Next, we investigated whether prenatal stress could induce preterm birth or early delivery. This research question was based on strong associations between stress and preterm delivery (38–44). We found that stress prompted preterm delivery and early delivery in the first and second generations (Figure 1C). Specifically, the rate of preterm birth in the first generation (F0-S) and second generation (F1-SS) was 13% (3/23) and 11.1% (3/27), respectively. Although some of the controls experienced early delivery, this rate was elevated in the first stressed generation (F0-S 26.1% 6/23 vs. controls 15.4% 2/13). The second (F1-SS) and third (F2-SSS) generations also displayed early delivery (F1-SS 11.1% 3/27 & F2-SSS 9.4% 3/32), but these rates were similar to controls (15.4% 2/13). These data show that prenatal maternal stress can induce preterm birth in the first and second generations; however, such an effect was not observed in the third generation.

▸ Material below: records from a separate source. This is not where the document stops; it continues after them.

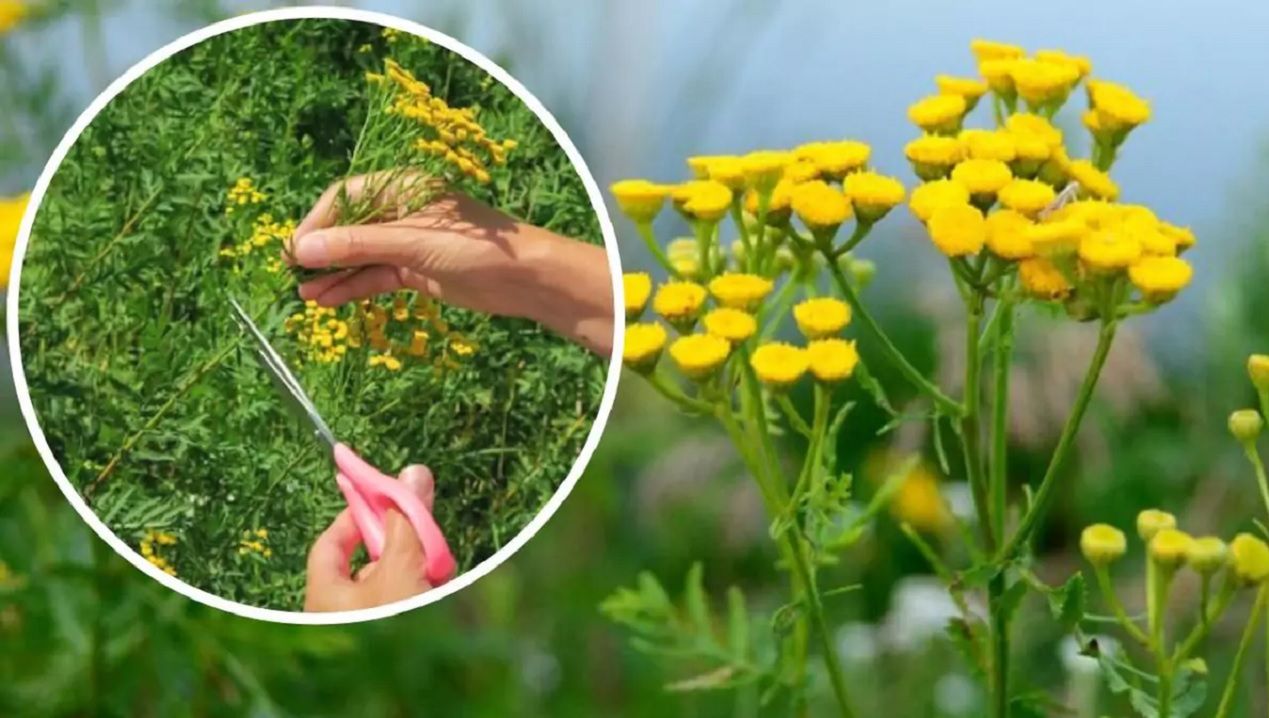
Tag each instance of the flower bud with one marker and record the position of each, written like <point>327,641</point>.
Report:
<point>1151,522</point>
<point>1103,544</point>
<point>1258,368</point>
<point>1246,425</point>
<point>1250,560</point>
<point>1207,554</point>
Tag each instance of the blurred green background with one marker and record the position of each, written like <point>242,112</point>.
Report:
<point>638,85</point>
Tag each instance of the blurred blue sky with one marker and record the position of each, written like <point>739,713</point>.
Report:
<point>640,84</point>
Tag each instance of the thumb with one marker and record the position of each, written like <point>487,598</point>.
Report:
<point>357,245</point>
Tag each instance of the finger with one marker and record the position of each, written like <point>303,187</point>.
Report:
<point>358,246</point>
<point>361,284</point>
<point>330,554</point>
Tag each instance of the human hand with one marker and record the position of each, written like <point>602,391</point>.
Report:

Given that stress can cause a reduction in litter size and resorption of implanted embryos (33), we investigated whether prenatal stress impacts maternal weight gain across generations. Consistently, it was found that total weight gain successively decreased throughout the generations (Figure 1D), a likely consequence of the decreased numbers of pups per dam (Figure 1E, non-significant). The data provide supporting evidence showing that prenatal maternal stress affects overall reproductive health.
Prenatal Maternal Stress Impairs Neonatal Growth
Next, we investigated the impact of prenatal maternal stress on the immediate and long-term health of the offspring (Figure 2A). We first measured the rate of mortality at birth and found no significant differences amongst the stressed groups compared to controls (Figure 2B). However, we continued to monitor the growth of the offspring and found that neonatal weight was significantly decreased in each generation within the first week of life (Figure 2C). A similar non-significant trend was consistently observed at weeks 2 and 3 (Figure 2C). Indeed, pups born to stressed dams seemed smaller compared to controls (data not shown). This data shows that while prenatal maternal stress does not induce neonatal mortality, it does impact neonatal growth in early life.
Figure 2. Neonatal outcomes of prenatal maternal stress across generations. (A) Experimental design of neonates born to stressed dams across generations. (B) Rate of neonatal mortality at birth in each generation (control n = 10; F1-S n = 19; F2-SS n = 19; F3-SSS n = 30). (C) Growth trajectory of neonates in the first 3 weeks after birth (control n = 5 litters; F1-S n = 8 litters; F2-SS n = 2 litters; F3-SSS n = 21 litters). Data are presented as mean ± standard error of the mean.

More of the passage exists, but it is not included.